Doctors performed a colostomy so he wouldn't become poisoned by his own excrement, but he's had no post-surgical treatment since.

"If I had stayed there, I think I was dead because I would have contaminated myself," said Lopez, who has covered his open wounds with plastic shopping bags and industrial tape.

And so father and son set out on the road to salvation, like many other Venezuelans fleeing poverty and hardship in a country suffering a fourth year of recession, where the currency is worth almost nothing due to hyperinflation the International Monetary Fund expects to reach one million percent this year.

Already, 1.6 million people have left since 2015, according to the United Nations.

- 'A good sacrifice' -

Jefferson Alexis pushes his father's chair when the gradient rises and holds on tightly when they come down the other side.

They have endured the severe cold and heat that accompany such changes in topography.

"You have to make a good sacrifice to have a good future in life," said Jefferson Alexis, 25, who gave up his mechanical engineering studies to accompany his father.

"Together with my father we'll cross the whole of Colombia if we have to!"

Penniless, they set out around a week ago from San Cristobal, the capital of the western state of Tachira, but the progress has been slow. It took them three days to cover a distance other migrants manage in a matter of hours on foot, or by hitchhiking if they're lucky.

"It's been a demonstration of love," Lopez says of his son.

They have spent nights out in the open on dark Colombian roads, their blankets and mattresses soaked by rain, fearful of attacks or bites from snakes lurking in the bushes.

Some local good samaritans have given them food and blankets, but they eat by the side of the road, enduring the risks that entails as motorbikes, cars and trucks hurtle past.

Venezuela's economic woes, sparked by a crash in the price of oil, on which the country is almost entirely dependent, hit Lopez hard after his accident.

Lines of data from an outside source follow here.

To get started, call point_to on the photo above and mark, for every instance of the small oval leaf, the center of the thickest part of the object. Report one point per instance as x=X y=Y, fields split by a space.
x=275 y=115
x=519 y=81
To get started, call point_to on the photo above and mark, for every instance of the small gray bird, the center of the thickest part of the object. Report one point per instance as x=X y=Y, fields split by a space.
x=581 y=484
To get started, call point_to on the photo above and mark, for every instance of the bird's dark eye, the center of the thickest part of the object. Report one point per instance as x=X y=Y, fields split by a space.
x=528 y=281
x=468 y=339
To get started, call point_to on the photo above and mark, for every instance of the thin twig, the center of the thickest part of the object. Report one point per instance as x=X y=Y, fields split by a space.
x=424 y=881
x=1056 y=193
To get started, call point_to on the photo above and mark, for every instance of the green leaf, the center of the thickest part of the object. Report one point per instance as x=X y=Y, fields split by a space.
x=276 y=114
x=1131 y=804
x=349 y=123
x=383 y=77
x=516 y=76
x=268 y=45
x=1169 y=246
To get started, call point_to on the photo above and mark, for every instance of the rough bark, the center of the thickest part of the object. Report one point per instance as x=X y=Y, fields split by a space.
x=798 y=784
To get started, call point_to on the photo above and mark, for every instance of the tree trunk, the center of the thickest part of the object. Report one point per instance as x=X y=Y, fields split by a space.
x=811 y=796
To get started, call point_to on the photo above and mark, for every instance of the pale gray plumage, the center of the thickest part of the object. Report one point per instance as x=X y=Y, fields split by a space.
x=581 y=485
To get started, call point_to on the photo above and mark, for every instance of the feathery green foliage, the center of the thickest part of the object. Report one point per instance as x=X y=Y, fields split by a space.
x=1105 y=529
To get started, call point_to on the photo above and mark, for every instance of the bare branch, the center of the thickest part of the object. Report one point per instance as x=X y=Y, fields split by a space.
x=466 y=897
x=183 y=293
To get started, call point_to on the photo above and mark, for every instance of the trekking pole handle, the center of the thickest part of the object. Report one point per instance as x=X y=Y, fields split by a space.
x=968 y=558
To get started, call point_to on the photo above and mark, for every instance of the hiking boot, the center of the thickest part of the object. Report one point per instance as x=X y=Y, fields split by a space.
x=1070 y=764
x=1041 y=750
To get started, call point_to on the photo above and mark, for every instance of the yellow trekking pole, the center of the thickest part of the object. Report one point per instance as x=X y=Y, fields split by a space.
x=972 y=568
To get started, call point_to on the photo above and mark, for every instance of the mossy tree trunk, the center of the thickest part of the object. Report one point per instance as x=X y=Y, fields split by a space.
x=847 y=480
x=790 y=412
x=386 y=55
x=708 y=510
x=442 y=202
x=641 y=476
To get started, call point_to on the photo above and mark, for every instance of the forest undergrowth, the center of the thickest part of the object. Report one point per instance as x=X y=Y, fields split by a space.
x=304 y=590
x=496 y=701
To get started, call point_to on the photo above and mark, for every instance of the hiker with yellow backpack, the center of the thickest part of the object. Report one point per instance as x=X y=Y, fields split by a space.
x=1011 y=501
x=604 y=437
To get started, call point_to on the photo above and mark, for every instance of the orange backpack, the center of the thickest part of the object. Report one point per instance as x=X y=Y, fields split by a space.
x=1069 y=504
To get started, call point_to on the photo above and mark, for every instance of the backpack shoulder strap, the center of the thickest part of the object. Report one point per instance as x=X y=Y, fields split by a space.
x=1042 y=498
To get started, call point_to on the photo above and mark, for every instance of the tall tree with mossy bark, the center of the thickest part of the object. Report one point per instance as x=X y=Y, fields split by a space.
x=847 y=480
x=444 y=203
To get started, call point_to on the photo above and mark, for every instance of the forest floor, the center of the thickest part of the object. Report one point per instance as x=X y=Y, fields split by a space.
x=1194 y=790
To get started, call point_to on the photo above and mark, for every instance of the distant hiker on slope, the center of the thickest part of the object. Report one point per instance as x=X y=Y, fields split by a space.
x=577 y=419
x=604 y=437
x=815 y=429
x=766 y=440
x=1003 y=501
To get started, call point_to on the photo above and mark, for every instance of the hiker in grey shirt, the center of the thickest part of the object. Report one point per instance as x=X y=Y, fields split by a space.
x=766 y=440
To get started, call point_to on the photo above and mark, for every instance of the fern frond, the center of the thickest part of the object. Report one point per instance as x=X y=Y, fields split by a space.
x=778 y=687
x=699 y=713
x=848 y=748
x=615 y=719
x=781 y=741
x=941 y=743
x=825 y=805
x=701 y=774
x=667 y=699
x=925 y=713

He lost his job as a courier in San Cristobal and tried to make ends meet selling lottery tickets to neighbors and acquaintances.

But that wasn't enough to support his mother, wife and three children, so other family members helped out where they could.

"Now, you can't play the lottery, there's no more help, no-one helps anyone else," sighed Lopez.

- 'Totally exhausted' -

In Colombia, though, he expects to get "help with the wheelchair, which is what I need most."

Trudging along under a punishing sun, Lopez and his son approach Pamplona, just over 100-kilometers (60 miles) into their journey, with five times that still to come.

More than a million Venezuelans have entered Colombia since the economic crisis broke out in 2014 with the oil price crash. Many head on to Ecuador, Peru and Chile, or even further afield. Their swollen feet often bear witness to long journeys embarked upon.

"I'm totally exhausted and the (wheelchair) seat is on its last legs, too. When it's not one thing, it's another. But, on we go," said Lopez, who come rain or shine never removes his black wooly hat.

With every step, Jefferson Alexis is finding it harder to push the chair. The rubber on the tires is wearing thin and the wheels barely turn.

The Bogota utopia feels further away than ever.

"If I arrive in Pamplona it will be a miracle of God," said Lopez, his voice filled with anguish.

- Epilogue -

But, as is rarely the case for Venezuelans these days, this story has a happy ending of sorts.

Two days after this interview on the road to Pamplona, Lopez contacted AFP to say he'd been picked up by an ambulance.